À ce stade, le décideur doit décider de persister en engageant des dépenses supplémentaires ou d’abandonner en mettant fin au projet, ou en explorant d’autres pistes d’action (Moser, Wolff, Kraft, 2013). Seulement à ce stade, le décideur est tellement investi dans le projet qu’il est poussé à aggraver les démarches entreprises, et à investir des ressources supplémentaires.

L’escalade de leur engagement envers un plan d’action antérieur non seulement piège les décideurs, mais les pousse à se comporter d’une manière qui va à l’encontre de leur propre intérêt, et de celui des personnes qu’ils représentent – avec parfois des conséquences catastrophiques (Bazerman et Neale, 1992).

Dans un article récent, Hafsi et Baba (2022) montrent comment la peur collective de la santé, alimentée par des dirigeants politiquement craintifs, a généré un ensemble isomorphe de réponses exagérées en cascade dans la plupart des pays. Muller (2021) montre également comment le piège de ce qu’elle appelle le “scientisme performatif” a conduit à un processus décisionnel secret, paternaliste et dédaigneux des opinions divergentes. Il en est résulté une confiance excessive dans les projections catastrophiques qui ont permis d’appliquer des politiques agressives de confinement et de vaccination, sans tenir compte de leur impact sur la santé publique et la confiance.

Je soutiens que la poursuite d’un tel biais d’engagement a été rendue possible par les gouvernements qui ont dépeint de manière persuasive l’épidémie de Corona comme une “incertitude potentielle” – une incertitude qu’aucune possibilité connue ne suffit à contrer, et qui exige donc une perspective distincte sur l’avenir et le présent. Son caractère unique est si écrasant qu’il justifie et légitime de nouvelles formes de surveillance de masse, de détention et de restrictions (Samimian-Darash, 2013).

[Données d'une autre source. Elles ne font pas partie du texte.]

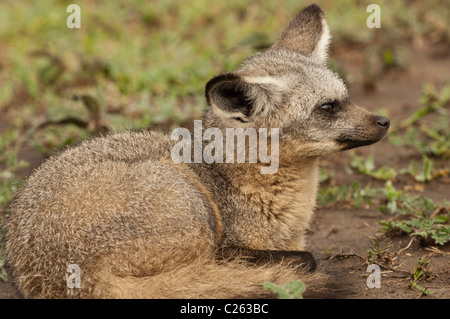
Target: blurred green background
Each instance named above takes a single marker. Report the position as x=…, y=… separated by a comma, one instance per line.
x=140, y=64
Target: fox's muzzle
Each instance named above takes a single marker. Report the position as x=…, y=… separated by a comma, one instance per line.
x=376, y=129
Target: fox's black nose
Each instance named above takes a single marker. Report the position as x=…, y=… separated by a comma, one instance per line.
x=383, y=121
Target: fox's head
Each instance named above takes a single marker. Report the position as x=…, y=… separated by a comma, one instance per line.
x=289, y=86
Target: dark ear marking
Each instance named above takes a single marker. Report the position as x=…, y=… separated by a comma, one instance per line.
x=307, y=34
x=229, y=93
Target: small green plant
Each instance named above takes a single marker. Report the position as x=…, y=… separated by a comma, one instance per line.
x=434, y=231
x=367, y=167
x=393, y=196
x=294, y=289
x=354, y=195
x=3, y=274
x=380, y=252
x=421, y=273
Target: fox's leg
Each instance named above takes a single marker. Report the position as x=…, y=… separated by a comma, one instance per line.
x=298, y=259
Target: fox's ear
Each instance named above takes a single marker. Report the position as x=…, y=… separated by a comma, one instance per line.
x=307, y=33
x=241, y=98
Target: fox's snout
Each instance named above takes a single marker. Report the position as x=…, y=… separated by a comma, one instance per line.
x=373, y=129
x=383, y=122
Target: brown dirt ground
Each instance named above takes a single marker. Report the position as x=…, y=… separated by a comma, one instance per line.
x=338, y=237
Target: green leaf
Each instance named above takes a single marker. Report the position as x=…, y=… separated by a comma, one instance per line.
x=291, y=290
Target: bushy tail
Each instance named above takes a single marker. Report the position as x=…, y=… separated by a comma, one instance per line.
x=203, y=279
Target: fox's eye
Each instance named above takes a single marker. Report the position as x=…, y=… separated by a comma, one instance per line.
x=330, y=108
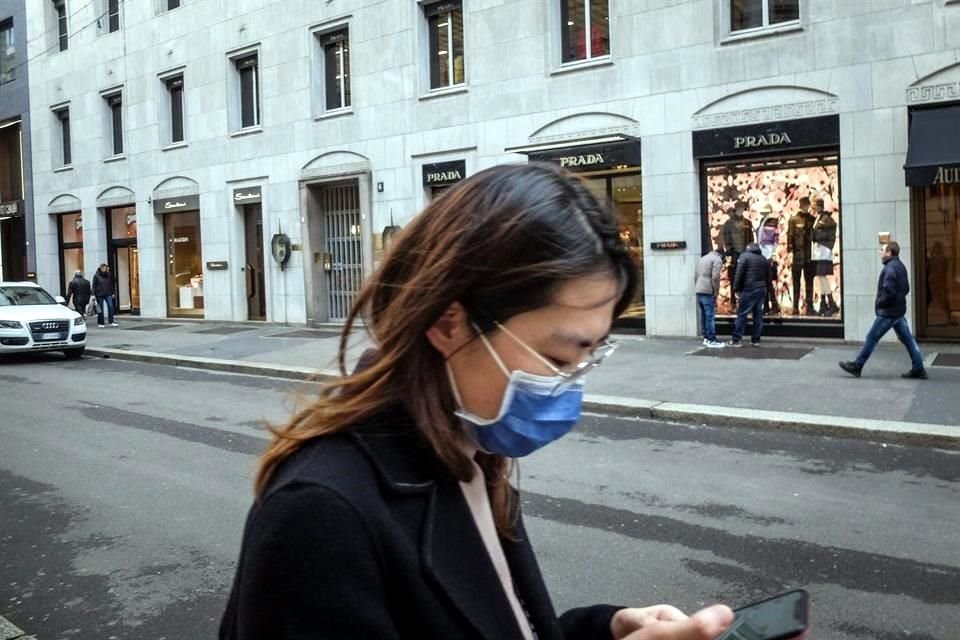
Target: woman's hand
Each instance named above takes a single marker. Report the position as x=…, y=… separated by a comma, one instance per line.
x=664, y=622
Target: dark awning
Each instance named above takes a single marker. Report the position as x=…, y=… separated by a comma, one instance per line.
x=933, y=155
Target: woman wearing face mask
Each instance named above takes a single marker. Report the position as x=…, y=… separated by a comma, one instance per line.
x=384, y=511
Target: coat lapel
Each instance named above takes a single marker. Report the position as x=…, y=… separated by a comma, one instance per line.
x=455, y=557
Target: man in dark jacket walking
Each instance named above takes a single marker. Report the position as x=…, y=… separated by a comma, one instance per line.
x=103, y=288
x=891, y=310
x=79, y=291
x=750, y=286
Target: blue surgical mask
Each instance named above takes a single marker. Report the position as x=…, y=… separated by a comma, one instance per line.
x=533, y=413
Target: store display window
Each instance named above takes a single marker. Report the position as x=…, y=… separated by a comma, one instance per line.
x=184, y=264
x=790, y=207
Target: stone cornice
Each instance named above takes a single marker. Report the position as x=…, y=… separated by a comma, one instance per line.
x=771, y=113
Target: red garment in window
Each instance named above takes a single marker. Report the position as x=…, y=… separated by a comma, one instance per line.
x=598, y=46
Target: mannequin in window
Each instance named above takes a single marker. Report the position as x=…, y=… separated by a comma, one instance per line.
x=768, y=237
x=824, y=239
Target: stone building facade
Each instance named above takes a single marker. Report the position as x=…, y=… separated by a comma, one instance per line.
x=321, y=126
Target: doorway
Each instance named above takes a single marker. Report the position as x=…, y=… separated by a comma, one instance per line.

Début mars 2021, la loi israélienne a exigé la présentation d’un laissez-passer vert comme condition préalable à l’entrée dans certaines entreprises et sphères publiques. Le droit à un laissez-passer vert était accordé aux Israéliens qui avaient été vaccinés avec deux doses de vaccin COVID-19, qui étaient guéris du COVID-19 ou qui participaient à un essai clinique pour le développement d’un vaccin en Israël.

Le laissez-passer vert a été justifié publiquement comme une mesure essentielle pour préserver la liberté de mouvement des personnes immunisées et pour promouvoir l’intérêt public en rouvrant les sphères d’activité économique, éducative et culturelle (Kamin-Friedman et Peled Raz, 2021). Kamin-Friedman et Peled-Raz s’exclament même que “bien que le Passeport Vert puisse ne pas être en corrélation avec l’établissement de la confiance ou la promotion de la solidarité, il est éthiquement vital d’envisager son application dans les circonstances israéliennes” (2021 : 3).

Pourtant, en août et septembre 2021, malgré cette politique, le nombre de cas continue de monter en flèche, avec plus de 7 000 nouveaux cas signalés chaque jour et environ 600 personnes hospitalisées dans un état grave à cause de la maladie. Et ce, bien que plus de 57 % des 9,3 millions de citoyens du pays aient reçu deux doses du vaccin Pfizer/BioNTech et que plus de 3 millions des 9,3 millions d’Israéliens aient reçu une troisième injection. En réponse, le gouvernement israélien a élargi son champ d’action pour empiéter sur presque tous les aspects de la vie.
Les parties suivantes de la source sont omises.